「目的 > 手段」
2020年8月1日
■DXとは
前回は、ビジネスの世界において、コロナショックによってテレワークが急速に普及したことにより、特に営業に焦点を当てて、従来に比べると熱意行動力よりも情報分析力が重要視される傾向にあることを考察しました。今回は、そもそも論ではありますが、DXについて考察して参ります。DXとは、デジタルトランスフォーメーションの略語で、「デジタル技術とデータの活用が進むことによって、社会・産業・生活のあり方が根本から革命的に変わること。また、その革新に向けて産業・組織・個人が大転換を図ること。」と定義され、インターネットを活用して仕事のやり方を変えて行こうということは理解できても、分かったようで、よく分からないのが本音であります。
■DXは手段
経団連の提言によると、「デジタルやデータによる変化はテクノロジーの変化ではなく、社会基盤や文化そのものが大きく変化。社会の価値基準や物差しが変わる。DXは、デジタル技術を用いた単純な改善・省人化・自動化・効率化・最適化にはとどまらない。社会の根本的な変化に対して、時に既成概念の破壊を伴いながら新たな価値を創出するための改革がDX。DXはITシステム改修の話にとどまらず、社会やビジネスの根幹を揺るがす問題。企業が、経営の最重要課題として積極的・自主的に取り組むべきもの。」とされ、狩猟、農耕、工業、情報に次ぐ創造社会(Society 5.0)と位置付けられており、DXはかなり奥が深いものだと感じます。
■DXの目的
社会の価値基準や物差しが変わってしまうSociety 5.0での産業構造は、大企業を頂点とするピラミッド型の構造から、協創型のフラットな構造へと転換すると予測され、企業と社員との関係も大きく変わることになりそうです。
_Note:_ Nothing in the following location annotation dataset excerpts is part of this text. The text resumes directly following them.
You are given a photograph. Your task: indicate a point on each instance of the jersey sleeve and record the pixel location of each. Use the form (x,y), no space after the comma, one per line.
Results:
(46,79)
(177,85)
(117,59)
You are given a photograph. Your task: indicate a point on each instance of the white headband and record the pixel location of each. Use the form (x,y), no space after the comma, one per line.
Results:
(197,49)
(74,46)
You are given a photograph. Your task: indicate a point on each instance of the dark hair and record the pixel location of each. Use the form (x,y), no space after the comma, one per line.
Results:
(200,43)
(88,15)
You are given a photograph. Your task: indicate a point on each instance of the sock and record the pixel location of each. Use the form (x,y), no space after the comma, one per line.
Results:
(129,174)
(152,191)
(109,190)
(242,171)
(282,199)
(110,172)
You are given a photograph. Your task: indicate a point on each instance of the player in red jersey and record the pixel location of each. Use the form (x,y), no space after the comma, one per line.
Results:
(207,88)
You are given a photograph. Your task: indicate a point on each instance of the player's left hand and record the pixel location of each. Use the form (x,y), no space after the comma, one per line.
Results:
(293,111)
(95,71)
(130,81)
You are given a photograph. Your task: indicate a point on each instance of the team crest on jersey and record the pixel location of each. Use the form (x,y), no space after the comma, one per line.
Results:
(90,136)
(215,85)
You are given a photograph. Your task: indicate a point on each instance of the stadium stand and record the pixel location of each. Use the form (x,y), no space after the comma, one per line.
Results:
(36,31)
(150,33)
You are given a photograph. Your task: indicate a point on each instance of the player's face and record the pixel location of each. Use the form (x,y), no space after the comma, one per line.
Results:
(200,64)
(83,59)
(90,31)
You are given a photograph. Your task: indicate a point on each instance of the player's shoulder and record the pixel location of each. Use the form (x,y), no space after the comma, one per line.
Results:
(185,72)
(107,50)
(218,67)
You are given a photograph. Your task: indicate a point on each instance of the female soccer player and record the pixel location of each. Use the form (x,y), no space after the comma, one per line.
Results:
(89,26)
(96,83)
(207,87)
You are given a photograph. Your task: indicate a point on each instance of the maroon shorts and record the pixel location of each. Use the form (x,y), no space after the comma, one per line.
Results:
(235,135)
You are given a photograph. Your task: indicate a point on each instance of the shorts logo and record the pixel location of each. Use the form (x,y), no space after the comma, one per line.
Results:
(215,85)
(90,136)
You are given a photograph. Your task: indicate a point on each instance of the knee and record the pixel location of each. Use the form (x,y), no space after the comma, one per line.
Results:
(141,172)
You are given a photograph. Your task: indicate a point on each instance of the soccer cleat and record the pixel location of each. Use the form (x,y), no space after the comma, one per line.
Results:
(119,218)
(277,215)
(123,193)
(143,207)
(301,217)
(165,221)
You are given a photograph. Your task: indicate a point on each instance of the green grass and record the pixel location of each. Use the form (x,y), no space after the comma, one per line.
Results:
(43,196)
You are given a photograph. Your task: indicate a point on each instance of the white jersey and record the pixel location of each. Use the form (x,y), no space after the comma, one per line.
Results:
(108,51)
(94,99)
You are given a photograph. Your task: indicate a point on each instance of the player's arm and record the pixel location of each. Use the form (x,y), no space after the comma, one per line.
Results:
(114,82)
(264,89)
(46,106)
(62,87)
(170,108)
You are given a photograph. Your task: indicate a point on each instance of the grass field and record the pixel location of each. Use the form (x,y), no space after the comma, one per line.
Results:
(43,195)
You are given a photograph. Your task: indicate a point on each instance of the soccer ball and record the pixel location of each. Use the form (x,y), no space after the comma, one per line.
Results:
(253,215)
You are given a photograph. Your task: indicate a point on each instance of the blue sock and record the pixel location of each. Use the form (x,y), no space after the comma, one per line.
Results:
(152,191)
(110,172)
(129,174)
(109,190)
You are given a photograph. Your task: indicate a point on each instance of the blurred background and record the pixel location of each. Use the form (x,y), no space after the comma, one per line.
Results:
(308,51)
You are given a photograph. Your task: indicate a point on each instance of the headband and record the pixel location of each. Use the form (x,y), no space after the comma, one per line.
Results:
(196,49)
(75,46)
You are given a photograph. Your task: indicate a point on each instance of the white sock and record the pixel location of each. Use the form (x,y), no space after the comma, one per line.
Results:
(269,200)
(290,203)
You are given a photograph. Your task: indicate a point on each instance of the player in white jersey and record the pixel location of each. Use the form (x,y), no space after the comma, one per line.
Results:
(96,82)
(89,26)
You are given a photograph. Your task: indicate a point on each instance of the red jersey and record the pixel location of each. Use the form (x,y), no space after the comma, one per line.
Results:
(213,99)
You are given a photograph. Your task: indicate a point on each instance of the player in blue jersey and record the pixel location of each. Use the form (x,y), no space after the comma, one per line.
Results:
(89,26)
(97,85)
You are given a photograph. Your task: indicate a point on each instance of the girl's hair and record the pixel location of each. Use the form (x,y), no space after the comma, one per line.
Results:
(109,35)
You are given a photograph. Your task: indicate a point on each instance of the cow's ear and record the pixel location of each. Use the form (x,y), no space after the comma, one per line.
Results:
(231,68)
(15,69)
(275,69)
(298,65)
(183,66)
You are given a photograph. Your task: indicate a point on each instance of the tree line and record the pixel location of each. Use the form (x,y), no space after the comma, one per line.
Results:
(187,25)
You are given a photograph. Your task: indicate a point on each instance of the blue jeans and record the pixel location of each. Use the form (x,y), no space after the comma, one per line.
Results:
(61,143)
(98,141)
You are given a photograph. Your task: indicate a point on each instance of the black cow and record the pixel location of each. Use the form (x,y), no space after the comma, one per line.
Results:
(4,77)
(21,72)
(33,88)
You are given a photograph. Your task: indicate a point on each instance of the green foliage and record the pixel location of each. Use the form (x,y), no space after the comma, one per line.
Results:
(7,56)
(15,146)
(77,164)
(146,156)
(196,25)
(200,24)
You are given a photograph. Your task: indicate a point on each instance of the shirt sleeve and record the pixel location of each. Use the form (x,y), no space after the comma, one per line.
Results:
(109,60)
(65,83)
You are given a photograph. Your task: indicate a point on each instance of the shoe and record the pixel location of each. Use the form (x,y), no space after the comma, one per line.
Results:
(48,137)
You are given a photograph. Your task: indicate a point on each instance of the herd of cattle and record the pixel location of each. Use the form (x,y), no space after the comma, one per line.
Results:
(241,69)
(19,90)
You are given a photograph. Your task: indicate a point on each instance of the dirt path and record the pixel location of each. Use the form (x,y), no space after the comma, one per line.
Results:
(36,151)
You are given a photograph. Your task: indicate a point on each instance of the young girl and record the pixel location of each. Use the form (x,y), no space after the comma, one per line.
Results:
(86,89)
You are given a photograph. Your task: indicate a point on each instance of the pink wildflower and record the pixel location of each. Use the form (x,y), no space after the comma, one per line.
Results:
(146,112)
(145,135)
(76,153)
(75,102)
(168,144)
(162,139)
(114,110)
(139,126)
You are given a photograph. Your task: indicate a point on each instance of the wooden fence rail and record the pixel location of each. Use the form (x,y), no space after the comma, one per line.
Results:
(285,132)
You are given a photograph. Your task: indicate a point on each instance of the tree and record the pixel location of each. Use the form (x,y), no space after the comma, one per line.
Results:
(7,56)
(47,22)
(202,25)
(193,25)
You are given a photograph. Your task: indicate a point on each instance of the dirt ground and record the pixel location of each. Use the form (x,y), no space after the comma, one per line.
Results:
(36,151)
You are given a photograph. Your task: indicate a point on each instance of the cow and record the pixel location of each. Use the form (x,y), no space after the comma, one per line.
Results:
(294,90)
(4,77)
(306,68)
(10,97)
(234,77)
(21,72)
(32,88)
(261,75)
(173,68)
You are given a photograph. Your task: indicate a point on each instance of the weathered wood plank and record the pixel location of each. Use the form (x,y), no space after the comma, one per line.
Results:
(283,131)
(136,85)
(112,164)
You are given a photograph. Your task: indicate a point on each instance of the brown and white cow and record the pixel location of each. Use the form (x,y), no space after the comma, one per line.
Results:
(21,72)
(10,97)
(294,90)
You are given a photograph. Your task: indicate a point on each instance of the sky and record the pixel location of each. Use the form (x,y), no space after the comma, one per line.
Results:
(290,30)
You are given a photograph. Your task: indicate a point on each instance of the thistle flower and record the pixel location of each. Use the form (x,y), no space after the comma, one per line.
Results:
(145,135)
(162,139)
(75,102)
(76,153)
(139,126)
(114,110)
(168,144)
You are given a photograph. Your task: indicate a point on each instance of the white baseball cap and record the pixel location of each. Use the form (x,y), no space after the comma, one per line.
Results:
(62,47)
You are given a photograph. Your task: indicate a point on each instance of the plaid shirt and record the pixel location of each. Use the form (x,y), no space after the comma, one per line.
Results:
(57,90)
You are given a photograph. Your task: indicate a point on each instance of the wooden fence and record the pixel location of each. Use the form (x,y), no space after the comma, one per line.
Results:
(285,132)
人・物・金の重要性は変わらないものの、時間・情報・ノウハウといった無形価値の相対的重要性が増していくことでしょう。つまり、DXを手段として、道具として、フルに活用し、今までになかったビジネスモデルの構築や今までできなかったビジネスプロセスの革新を実現することが目的となります。しかしコロナ前からDXは経営課題にあがっているものの、DXを目的としてとらえることが多いのが実情との報道もあります。
■DXの実現
DXがなかなか進まない原因の一つとして、日本企業のDX解釈が「AIやIoTなど先端のデジタル技術を活用して、何かを行うこと」と誤解されているという話があります。「DXって何ができるか分からないのに、何をやりたいのかなんて分からない」ということらしいです。また、何でもかんでも他社事例を求める日本的風潮も問題です。海外では「どこもやったことのない新しいアイデアを一緒に考えて欲しい」と言われるのとは大違いだとの笑い話もあるようです。それと、何を行うかを現場に押し付けているという話もあります。もちろんすべての企業ではないでしょうが、これでは我が国のDXが遅れていると言われる所以がよく分かるエピソードです。
■DXごっこ
都立大院松田教授によると、陳腐化したビジネスモデル、撤退しきれない不採算事業、隠れた負債の存在、ひた隠しにする減損損失の懸念などを断ち切って、遅れに遅れて名前だけDXに変わったITの推進に取り組む必要性を指摘しています。特にDXというならば、「少なくとも製品やサービス、ビジネスモデルを一変させて将来の競争優位を勝ち取る、事業に直結した戦略でなければなるまい」とし、「実際に検討されている内容はどうか。脆弱なITインフラの補強や、非効率なアナログプロセスの見直しだけ」でお茶を濁しているようなら「DXごっこ」と称されると警鐘を鳴らします。現場丸投げではなく、経営レベルでDXの定義と目的を明確にして進めなければなりません。
■DXの目標
DXによる社会的変革、経営的変革は必須であることは理解できました。これらは長期的視点で取り組む必要があります。同時に、いますぐにでもできること、DXの短期的視点(目標)も必要です。コロナを機に身近になったテレワークで考えてみます。外出の自粛が要請されるなかで、会社に出向くことは、感染リスクの観点から避けた方がいいのですが、出社しなければできない仕事が残存することは変えられる可能性があります。仕事をテレワーク仕様に変えていくことを目標とします。各種資料を電子化し、利用システムのクラウド化による共有化、手書きなし、判子なしの体制はとることができます。さらに入力レスになればDX化の第一歩が実現することでしょう。
■リープフロッグ
ショックとは「大きな不連続」だと言われますが、コロナ前のDXとコロナ後のDXでは、企業のとらえ方が大きく変わりました。DXを目的としていては新しい価値の創造にはなりません。一方で、コロナを境に、今までDXとは縁がなかったような業種・業態・企業でも、一気にDXシフトすることにより、リープフロッグ的発展をすることも可能となります。逆に時代の大きな変革を読み切れずに衰退に向かうこともあり得ます。フラットな産業構造とは、資本や資源の厚みだけでは生き延びていけなくなる社会なのです。それまでの権威や権力が意外にも簡単に崩れていった歴史を教訓とすべきだとコロナが示唆していることに気づく時なのかもしれません。